Voltou para a estação, arrastando a mala e a agonia. Não conseguia descobrir o endereço e a noite começava a cair. Num guichê, o funcionário sorriu para ela e ouviu que ninguém tinha conseguido informar onde ficava o hotel. O atendente viu o papel, não reconheceu o nome do hotel e fez cara de quem se condoía com a situação da moça.

Desanimada, pensou na sobrinha, mocinha esperta, que andara mochilando pela Europa e arranhava várias línguas. Suspirou, olhando para a mala aos seus pés e disse, quase para os céus:

– Maria…! Ah! Maria!

Maria? – interrompeu o funcionário? – Maria biscuit? Those are made in Zandaam windmills. Now I see: your hotel is not in Amsterdam, but in Zandaam.

O homem olhou de novo o papel da reserva, conferiu o mapa e pronto. Era isso mesmo. O hotel ficava na pequena cidade de Zandaam, famosa pelos seus moinhos. Fez-se a luz! Mas por que diabos a mocinha em Stuttgart tinha reservado um hotel lá, se ela ia ficar em Amsterdam?

Entusiasmado por ter resolvido o problema, o atendente a encaminhou para o guichê correto, orientou-a como comprar passagem para o trem subúrbio e indicou-lhe a plataforma de embarque. Numa viagem de menos de 10 minutos, descia na estação de Zandaam, diante da qual, bem em frente, fica o lindo Inntel Hotels, de bom preço e fora da muvuca.
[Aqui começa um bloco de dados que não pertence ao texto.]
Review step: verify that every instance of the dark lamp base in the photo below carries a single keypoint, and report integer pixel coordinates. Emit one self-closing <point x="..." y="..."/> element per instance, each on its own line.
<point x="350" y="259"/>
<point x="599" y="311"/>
Era uma cômoda alternativa para descansar depois de passar os dias visitando Amsterdam. Entendeu, perdoou e intimamente agradeceu a garota que fizera a reserva de hospedagem. Bastou atravessar a rua, entrar, apresentar o passaporte e subir para o quarto. Lá dentro, a surpresa: no teto do apartamento, ocupando quase a metade da área, uma imensa imagem… da bolacha Maria.

♦♦♦

Joaquim Maria Botelho, jornalista e professor, mestre em Literatura e Crítica Literária pela PUC/SP e especialista em Jornalismo Internacional pela Universidade de Wisconsin, EUA. Foi presidente da UBE – União Brasileira de Escritores por três mandatos, entre 2010 e 2015. Tem 9 livros publicados. Conta com artigos e contos publicados na Alemanha, Argentina, Brasil e Portugal.